Like many parents I have spent time over the summer praying for my child’s school year. As she enters a new school with all the trepidation associated with making new friends and getting used to new routines, I repeatedly petitioned God to provide her just the right teacher and classmates. My concern for her was understandable; she is growing up quickly but she is still my little girl, and I want this new experience to be a good one for her.
However, a few weeks ago as I was praying that God would give my child the best teacher as well as sweet friends, my heart was pricked with a pain of conviction. My prayers were fixated upon what would be best for her without much thought to the people that she would come into contact with. My child was not only going to a new school with her cares and concerns but she would be interacting with a teacher and with classmates that would have their own burdens to bear. Ostensibly she was going to school to learn, but regardless of the reason she is going somewhere, I want her to see any place that she is in as a place to display God’s love. I was concentrating on with whether the new school year would be a blessing for her – without bringing before God the prayer that she would be a blessing to others.

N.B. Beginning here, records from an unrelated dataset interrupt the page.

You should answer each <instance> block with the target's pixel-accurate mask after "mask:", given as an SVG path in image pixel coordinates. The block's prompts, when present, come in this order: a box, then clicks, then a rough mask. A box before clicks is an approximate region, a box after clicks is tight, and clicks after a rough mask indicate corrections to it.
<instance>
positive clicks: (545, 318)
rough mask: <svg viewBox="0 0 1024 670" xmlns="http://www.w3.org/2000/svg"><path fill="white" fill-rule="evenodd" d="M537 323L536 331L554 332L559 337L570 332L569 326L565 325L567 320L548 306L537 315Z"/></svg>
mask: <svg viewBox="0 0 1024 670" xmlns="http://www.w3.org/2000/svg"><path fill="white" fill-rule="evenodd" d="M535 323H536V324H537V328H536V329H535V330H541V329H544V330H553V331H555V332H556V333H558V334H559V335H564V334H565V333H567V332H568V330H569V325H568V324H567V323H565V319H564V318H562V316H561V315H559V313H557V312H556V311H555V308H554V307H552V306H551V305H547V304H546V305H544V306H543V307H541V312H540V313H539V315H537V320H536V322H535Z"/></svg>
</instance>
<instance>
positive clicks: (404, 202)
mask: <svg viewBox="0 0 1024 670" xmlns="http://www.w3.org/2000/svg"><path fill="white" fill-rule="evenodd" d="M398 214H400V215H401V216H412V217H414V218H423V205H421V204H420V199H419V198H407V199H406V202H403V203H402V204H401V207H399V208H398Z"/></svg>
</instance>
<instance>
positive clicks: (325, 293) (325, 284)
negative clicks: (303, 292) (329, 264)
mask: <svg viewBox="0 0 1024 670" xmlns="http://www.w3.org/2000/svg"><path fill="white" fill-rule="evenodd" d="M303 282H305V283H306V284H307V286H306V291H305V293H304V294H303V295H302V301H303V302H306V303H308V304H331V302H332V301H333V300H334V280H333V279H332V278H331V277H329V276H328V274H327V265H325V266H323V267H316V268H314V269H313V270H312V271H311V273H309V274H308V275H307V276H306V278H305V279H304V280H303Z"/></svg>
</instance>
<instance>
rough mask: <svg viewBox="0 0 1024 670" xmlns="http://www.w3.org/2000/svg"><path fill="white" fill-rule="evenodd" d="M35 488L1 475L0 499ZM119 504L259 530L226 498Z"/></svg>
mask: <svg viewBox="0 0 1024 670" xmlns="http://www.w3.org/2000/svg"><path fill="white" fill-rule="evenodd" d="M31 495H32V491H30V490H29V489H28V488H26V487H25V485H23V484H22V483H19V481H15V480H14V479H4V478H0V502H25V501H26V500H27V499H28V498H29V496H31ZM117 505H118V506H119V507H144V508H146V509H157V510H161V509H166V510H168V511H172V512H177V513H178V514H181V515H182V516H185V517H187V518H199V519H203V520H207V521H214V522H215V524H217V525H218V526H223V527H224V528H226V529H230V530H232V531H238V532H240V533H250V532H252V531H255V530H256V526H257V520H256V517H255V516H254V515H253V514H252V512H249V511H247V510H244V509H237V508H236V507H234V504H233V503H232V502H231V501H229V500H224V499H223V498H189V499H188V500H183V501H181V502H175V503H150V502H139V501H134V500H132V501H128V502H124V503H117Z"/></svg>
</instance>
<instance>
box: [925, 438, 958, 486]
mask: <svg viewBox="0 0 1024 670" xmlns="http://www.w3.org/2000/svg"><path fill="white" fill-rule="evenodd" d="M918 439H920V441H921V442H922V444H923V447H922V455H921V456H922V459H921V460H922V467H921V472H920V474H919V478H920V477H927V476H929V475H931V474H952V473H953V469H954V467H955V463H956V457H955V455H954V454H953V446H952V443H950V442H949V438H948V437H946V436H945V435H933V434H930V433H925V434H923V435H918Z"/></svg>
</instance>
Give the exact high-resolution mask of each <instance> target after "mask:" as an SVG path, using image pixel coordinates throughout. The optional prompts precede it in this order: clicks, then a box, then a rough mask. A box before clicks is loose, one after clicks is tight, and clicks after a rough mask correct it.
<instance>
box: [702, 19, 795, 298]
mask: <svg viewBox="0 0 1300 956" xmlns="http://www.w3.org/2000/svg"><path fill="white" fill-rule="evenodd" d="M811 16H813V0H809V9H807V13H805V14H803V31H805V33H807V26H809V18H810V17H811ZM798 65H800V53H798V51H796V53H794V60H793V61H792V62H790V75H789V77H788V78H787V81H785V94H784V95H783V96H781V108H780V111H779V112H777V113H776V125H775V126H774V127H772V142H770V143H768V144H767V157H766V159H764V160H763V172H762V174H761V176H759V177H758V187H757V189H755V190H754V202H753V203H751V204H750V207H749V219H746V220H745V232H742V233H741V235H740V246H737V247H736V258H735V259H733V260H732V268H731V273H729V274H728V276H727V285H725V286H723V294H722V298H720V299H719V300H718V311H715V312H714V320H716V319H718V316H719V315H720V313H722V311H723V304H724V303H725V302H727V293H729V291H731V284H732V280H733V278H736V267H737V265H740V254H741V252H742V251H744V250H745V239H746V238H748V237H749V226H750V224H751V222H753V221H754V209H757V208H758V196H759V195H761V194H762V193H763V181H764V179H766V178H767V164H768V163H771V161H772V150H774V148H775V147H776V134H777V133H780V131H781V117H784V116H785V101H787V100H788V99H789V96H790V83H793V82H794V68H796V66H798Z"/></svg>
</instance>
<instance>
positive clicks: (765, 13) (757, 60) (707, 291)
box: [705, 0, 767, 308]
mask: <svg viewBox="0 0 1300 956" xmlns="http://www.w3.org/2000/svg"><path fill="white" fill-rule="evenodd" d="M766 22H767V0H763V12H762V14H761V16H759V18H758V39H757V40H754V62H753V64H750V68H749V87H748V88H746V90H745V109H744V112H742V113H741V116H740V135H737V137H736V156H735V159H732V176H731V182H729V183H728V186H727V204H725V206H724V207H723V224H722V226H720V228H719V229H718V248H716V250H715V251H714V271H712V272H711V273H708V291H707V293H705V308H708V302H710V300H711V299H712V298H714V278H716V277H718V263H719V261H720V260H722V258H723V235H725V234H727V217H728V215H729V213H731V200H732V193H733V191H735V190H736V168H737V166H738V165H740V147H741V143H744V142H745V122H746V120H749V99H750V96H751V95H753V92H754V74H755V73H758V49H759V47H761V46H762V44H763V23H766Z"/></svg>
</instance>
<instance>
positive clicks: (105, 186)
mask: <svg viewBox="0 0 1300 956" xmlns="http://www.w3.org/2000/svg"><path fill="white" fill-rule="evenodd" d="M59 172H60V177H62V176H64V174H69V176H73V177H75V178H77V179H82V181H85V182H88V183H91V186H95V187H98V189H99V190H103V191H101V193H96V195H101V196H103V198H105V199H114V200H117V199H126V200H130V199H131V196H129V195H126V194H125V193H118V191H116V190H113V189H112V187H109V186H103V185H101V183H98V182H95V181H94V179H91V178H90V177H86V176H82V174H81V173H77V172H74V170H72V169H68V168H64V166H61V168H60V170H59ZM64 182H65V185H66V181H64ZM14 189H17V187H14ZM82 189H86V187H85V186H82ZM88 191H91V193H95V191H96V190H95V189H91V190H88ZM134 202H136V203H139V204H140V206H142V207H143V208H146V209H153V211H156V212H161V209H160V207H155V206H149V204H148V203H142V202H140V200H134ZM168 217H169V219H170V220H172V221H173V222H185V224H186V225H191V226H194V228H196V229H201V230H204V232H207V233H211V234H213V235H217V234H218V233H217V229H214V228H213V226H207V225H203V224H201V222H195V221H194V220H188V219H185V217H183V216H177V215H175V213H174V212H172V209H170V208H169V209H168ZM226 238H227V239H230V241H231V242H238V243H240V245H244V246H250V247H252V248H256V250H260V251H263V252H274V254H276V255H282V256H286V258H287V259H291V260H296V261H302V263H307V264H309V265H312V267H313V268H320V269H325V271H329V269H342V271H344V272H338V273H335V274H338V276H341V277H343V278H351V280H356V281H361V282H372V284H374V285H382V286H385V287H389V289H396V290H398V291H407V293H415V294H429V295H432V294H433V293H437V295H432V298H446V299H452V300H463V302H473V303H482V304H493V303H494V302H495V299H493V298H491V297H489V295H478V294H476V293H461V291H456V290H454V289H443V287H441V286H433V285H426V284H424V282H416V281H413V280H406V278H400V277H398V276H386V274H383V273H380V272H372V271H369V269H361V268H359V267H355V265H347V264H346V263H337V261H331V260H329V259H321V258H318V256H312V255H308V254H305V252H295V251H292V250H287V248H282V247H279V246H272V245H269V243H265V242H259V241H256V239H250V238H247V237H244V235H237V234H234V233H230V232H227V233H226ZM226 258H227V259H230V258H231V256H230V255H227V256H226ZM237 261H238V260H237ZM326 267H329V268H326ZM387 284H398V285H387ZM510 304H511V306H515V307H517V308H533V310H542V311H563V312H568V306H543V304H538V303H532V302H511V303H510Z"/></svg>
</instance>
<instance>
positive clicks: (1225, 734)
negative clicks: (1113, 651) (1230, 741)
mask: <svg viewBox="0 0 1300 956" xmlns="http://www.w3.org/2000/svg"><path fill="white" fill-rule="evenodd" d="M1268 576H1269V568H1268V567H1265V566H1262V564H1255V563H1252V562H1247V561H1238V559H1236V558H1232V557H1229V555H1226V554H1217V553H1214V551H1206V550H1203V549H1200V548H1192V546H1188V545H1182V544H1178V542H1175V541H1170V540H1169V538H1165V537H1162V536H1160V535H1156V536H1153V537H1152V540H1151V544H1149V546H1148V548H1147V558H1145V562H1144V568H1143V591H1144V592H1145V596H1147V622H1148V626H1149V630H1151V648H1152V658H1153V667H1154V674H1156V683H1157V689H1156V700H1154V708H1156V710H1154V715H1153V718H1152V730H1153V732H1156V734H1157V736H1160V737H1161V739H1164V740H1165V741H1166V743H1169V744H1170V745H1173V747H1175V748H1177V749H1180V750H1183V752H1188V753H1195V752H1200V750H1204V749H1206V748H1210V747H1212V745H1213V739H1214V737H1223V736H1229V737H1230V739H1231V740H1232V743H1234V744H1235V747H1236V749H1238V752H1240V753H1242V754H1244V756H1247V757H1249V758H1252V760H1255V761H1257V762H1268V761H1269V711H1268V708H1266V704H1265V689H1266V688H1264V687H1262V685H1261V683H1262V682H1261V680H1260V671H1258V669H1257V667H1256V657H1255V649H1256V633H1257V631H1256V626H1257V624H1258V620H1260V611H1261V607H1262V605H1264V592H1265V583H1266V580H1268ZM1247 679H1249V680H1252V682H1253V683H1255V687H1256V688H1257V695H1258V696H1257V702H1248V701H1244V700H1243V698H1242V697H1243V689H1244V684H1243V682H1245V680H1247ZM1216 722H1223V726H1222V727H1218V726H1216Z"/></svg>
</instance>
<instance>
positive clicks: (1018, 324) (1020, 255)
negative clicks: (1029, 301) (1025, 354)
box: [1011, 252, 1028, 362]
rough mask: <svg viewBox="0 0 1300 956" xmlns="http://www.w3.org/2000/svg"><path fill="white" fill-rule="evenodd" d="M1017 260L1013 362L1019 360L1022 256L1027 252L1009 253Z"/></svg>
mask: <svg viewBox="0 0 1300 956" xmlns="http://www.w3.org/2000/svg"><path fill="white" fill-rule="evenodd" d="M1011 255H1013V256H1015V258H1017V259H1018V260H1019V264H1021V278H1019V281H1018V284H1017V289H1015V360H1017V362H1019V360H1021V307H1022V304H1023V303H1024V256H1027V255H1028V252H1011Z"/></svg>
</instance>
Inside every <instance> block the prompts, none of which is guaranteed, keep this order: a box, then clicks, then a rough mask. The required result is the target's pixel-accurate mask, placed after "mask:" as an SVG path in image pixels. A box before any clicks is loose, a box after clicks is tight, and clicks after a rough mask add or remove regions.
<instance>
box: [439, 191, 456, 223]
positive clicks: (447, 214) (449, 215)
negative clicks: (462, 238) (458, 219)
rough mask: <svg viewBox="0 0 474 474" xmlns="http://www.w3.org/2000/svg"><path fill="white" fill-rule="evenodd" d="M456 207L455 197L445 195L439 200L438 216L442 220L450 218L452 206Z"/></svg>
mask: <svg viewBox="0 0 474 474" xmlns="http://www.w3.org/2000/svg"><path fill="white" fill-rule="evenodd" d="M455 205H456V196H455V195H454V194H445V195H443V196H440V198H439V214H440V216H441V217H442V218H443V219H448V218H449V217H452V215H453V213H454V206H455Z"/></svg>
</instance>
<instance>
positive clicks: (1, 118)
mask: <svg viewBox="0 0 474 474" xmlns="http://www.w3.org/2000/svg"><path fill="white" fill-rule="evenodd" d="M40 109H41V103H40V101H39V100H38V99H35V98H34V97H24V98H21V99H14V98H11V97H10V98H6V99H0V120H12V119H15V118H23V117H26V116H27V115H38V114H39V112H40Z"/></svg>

And so the aim of my prayers shifted. Not because my previous prayers were in error; it certainly makes sense to pray for your child’s well-being. However, if I want my child to develop an eternal mindset, it certainly seems reasonable that my prayers for her reflect the concerns of eternity. I concentrated these re-focused prayers in three areas:
My Kid’s Teacher
The angst that goes into finding out which teacher your child has been assigned is a scenario every parent understands. However, rarely do we think about the process from the teacher’s perspective. In less than 24 hours, names on a page become young people entrusted to their care – with their associated quirks and differences in abilities. A teacher’s job is not easy – and there are many students who make this job harder. Instead of simply praying that my kid would get the teacher that would be the best for her, I started praying that my child would be assigned the teacher to whom she could be the biggest blessing. I prayed that my daughter would be an encouragement and help to a teacher who is likely stressed while balancing a myriad of competing priorities. I asked that God would give my child the teacher who would not only appreciate her intellectual curiosity but who would be blessed by her sweet and caring spirit. My heart’s desire became not that my child would have the teacher with the best instructional methods or greatest classroom environment, but instead to have the teacher that will know Christ more fully because of the year spent interacting with our family.
My Kid’s Friends
As we all know from our own growing up experience, kids can be cruel. Therefore, it is tempting to focus my prayer for my child’s friends solely on whether they will be people who will show kindness and grace to her. However, I also know that there will be people that my child will play with who need the opportunity to laugh at her silly jokes and be blessed by her sensitive heart. In other words, there are kids who will become my kid’s friends not because it is God’s primary purpose that they will be a blessing to her – but because she will be a blessing to them. I pray that God gives me the grace to see who these friends are and that my child will, in her childlike way, show them the love of Christ.
My Kid’s Classmates
Although there will be individuals who my child will naturally get along with, there are some kids that my child might not be friends with but with whom she will come into contact. At every school, and in every classroom, there are kids who sit on the fringes. They may think or behave in ways that kids don’t quite understand, and without knowing any better how to handle it, they may be quickly ostracized, or worse, ridiculed. Instead of praying that my child would not find herself as one of the outcasts, my prayers became that she would find these kids. My petition has been that God would grant my daughter the eyes to see the people that are hurting and that she would reach out to them; that in a world full of sin and pain, she would be a light in their lives. You never know the difference that a smile or gracious word can make to a hurting child, and I pray that my kid would be the one to provide it.
Preparing My Heart
I didn’t know why I experienced the prompting to change the focus of my prayers a few weeks ago, but I now know that it was, at least in part, to prepare my heart. In the last few days we have learned more about what this school year will look like for my daughter, and it wasn’t what I expected. In His kindness, God had already begun the process of shifting my mindset to consider how He may want to use my child to bless others, rather than focusing solely on the blessings He has prepared for her. And even though the school year begins with more uncertainty than I originally anticipated, I can confidently still utter my back-to-school prayer. Because regardless of whether it is a great or challenging year for my kid, I pray that because of her, someone else’s year is blessed.